Uno de los aspectos más relevantes es la interoperabilidad alcanzada entre distintos sistemas y actores del sector. Los ensayos han demostrado que una única identidad digital puede ser utilizada a lo largo de todo el trayecto, incluso en itinerarios que involucran múltiples aerolíneas, aeropuertos y tecnologías. Esta capacidad de integración es clave para garantizar la escalabilidad del modelo y su futura adopción global.
Además, la posibilidad de compartir los datos de identidad de forma anticipada, siempre con el consentimiento del usuario, permite realizar controles previos al viaje, lo que reduce la congestión en aeropuertos y mejora la eficiencia operativa. Este enfoque no solo beneficia a los pasajeros, sino también a las aerolíneas y autoridades, que pueden optimizar recursos y reforzar la seguridad sin incrementar la fricción en los procesos.
En este contexto, la biometría desempeña un papel central al sustituir las verificaciones manuales por sistemas automatizados que garantizan tanto rapidez como precisión. La combinación de estas tecnologías permite avanzar hacia un modelo de viaje “sin contacto”, en el que el pasajero transita por los distintos puntos de control de manera fluida, sin interrupciones ni necesidad de interacción física constante.
Las pruebas también han puesto de manifiesto que la tecnología necesaria para este cambio ya está disponible y operativa. Soluciones como billeteras digitales globales y programas nacionales de identidad han sido utilizadas con éxito en escenarios reales, demostrando que la infraestructura técnica no representa una barrera para su implementación.
Sin embargo, el principal desafío para su adopción a gran escala no es tecnológico, sino regulatorio. Desde IATA se subraya la necesidad de que los gobiernos aceleren la emisión y aceptación de las denominadas Credenciales Digitales de Viaje, versiones digitales seguras de los pasaportes. Sin un marco legal armonizado y una coordinación internacional efectiva, el despliegue global de este sistema podría verse limitado.

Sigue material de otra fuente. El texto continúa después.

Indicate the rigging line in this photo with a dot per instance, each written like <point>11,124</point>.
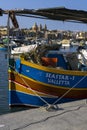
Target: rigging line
<point>70,89</point>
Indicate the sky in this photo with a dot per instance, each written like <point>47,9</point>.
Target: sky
<point>36,4</point>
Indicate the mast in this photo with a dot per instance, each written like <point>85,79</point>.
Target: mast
<point>8,30</point>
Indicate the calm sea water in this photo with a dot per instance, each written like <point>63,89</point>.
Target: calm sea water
<point>4,102</point>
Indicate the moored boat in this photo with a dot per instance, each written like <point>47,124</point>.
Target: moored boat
<point>55,77</point>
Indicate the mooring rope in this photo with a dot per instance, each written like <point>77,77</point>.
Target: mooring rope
<point>69,90</point>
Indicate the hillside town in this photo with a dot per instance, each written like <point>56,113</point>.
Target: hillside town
<point>37,32</point>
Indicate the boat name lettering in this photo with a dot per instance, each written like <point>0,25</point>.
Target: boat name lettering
<point>59,79</point>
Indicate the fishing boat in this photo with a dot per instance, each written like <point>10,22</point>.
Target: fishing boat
<point>56,76</point>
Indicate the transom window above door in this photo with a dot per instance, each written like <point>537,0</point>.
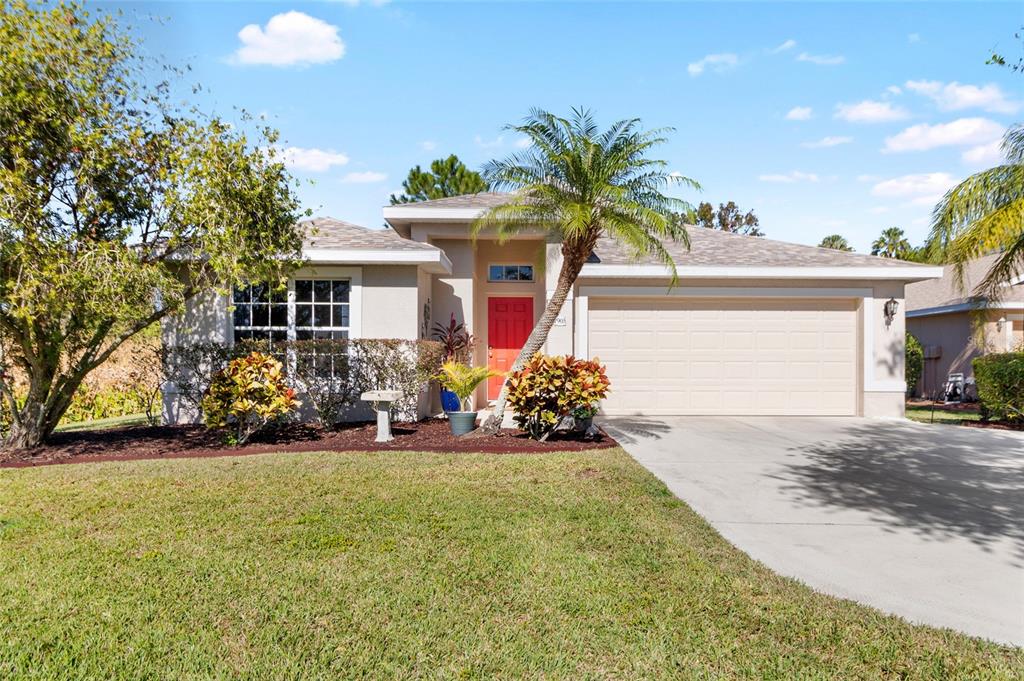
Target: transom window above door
<point>510,273</point>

En este sentido, la organización identifica tres áreas clave de actuación: el desarrollo de marcos legales y técnicos para la emisión de credenciales digitales, la adaptación de los sistemas fronterizos para su validación y la cooperación internacional para garantizar su interoperabilidad. Estos elementos serán determinantes para consolidar un ecosistema digital de viajes verdaderamente global.

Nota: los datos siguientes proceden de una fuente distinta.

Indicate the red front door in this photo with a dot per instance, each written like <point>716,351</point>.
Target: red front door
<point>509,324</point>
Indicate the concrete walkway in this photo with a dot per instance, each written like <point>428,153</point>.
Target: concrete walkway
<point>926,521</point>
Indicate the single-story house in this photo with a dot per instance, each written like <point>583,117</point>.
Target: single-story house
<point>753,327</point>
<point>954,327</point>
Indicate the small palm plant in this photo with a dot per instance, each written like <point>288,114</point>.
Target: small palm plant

El impacto de esta transformación va más allá de la experiencia del pasajero. La digitalización de la identidad en el transporte aéreo promete aumentar la seguridad, optimizar los costes operativos y mejorar la gestión de los flujos de viajeros en un contexto de creciente demanda. Asimismo, posiciona a la industria como un referente en la adopción de tecnologías avanzadas orientadas a la eficiencia y la sostenibilidad.

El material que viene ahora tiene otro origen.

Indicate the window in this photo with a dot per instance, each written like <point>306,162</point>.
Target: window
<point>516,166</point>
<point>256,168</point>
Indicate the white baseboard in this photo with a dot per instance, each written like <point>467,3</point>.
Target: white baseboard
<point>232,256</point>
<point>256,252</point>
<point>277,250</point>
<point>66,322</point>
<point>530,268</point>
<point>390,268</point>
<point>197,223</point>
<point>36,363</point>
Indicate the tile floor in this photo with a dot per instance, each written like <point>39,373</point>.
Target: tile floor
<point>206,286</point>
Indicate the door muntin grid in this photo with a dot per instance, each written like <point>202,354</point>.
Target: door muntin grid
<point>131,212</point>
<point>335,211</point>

La identidad digital se perfila como el pilar de una nueva era en la aviación comercial. Con la tecnología ya validada y en funcionamiento, el futuro de los viajes internacionales dependerá en gran medida de la capacidad de los gobiernos y del sector para coordinarse y acelerar su implementación. El resultado será un sistema más seguro, ágil y adaptado a las necesidades de una movilidad global cada vez más exigente.